Tuesday, October 8, 2013
The apple is on the large end of medium, oblate and moderately ribbed. It has a rich, sweet aroma with a hint of yeast, and feels quite firm
The light yellow flesh, more coarse-grained than fine, is pleasant to chew but not very crisp by modern standards. The flavors are well balanced, favoring the sweet side, with a little savory note and quite a bit of banana.
It's not quite vinous but comes close. There is also a very slight bitterness that I associate with tannins.
These interesting flavors repay close attention, for they are subtle. The flesh oxidizes quickly.
Sops of Wine dates from early 19th Century England, and today many sources describe it as a culinary or cider apple.
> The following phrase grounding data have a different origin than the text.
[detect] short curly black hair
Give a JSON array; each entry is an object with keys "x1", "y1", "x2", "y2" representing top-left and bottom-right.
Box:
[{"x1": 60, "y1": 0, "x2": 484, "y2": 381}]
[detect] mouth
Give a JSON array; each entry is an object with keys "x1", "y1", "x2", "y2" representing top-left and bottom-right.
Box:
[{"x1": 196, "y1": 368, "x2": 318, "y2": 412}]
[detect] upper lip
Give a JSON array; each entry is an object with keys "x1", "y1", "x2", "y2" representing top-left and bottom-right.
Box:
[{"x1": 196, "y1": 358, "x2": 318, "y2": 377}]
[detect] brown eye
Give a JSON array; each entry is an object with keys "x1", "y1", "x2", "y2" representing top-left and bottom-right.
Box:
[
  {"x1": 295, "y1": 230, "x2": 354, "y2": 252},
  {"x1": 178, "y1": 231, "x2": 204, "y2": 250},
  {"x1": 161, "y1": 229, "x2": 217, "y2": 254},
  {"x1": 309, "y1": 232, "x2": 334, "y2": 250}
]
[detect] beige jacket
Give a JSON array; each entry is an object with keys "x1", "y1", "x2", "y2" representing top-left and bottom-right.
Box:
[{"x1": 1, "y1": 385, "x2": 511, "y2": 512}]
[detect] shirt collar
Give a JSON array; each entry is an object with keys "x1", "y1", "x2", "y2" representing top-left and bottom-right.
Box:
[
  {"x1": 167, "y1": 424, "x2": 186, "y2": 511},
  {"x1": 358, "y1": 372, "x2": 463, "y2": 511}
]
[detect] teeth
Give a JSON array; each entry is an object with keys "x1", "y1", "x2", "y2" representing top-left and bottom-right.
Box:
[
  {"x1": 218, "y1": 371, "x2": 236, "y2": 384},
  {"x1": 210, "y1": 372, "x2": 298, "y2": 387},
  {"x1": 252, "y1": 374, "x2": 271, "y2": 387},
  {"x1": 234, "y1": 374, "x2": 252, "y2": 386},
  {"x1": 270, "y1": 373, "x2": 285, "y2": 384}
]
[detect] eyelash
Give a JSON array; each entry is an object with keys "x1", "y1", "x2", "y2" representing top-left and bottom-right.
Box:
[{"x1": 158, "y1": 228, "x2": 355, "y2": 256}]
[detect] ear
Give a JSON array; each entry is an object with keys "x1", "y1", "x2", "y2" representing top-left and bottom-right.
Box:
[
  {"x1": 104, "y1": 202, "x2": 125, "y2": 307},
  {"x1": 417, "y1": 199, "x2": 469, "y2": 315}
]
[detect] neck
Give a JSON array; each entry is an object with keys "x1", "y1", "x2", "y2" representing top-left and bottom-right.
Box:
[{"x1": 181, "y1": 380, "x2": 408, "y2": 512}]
It's quite eatable out of hand, if not outstanding in that capacity.
"Sops of wine" refers, perhaps, to pieces of bread soaked in wine, to wine imbued with herbs or flowers, or to the Clove Gilliflower, itself a traditional wine-sop flavoring.
The superior Winesap (or Wine Sop) apple is not related, except etymologically, but also has a savory quality.
When I hunt for this apple online, I uncover some widely divergent descriptions, suggesting that there may be more than one variety sharing this old name. Alas, I cannot untangle this one, but my description of this particular apple is true.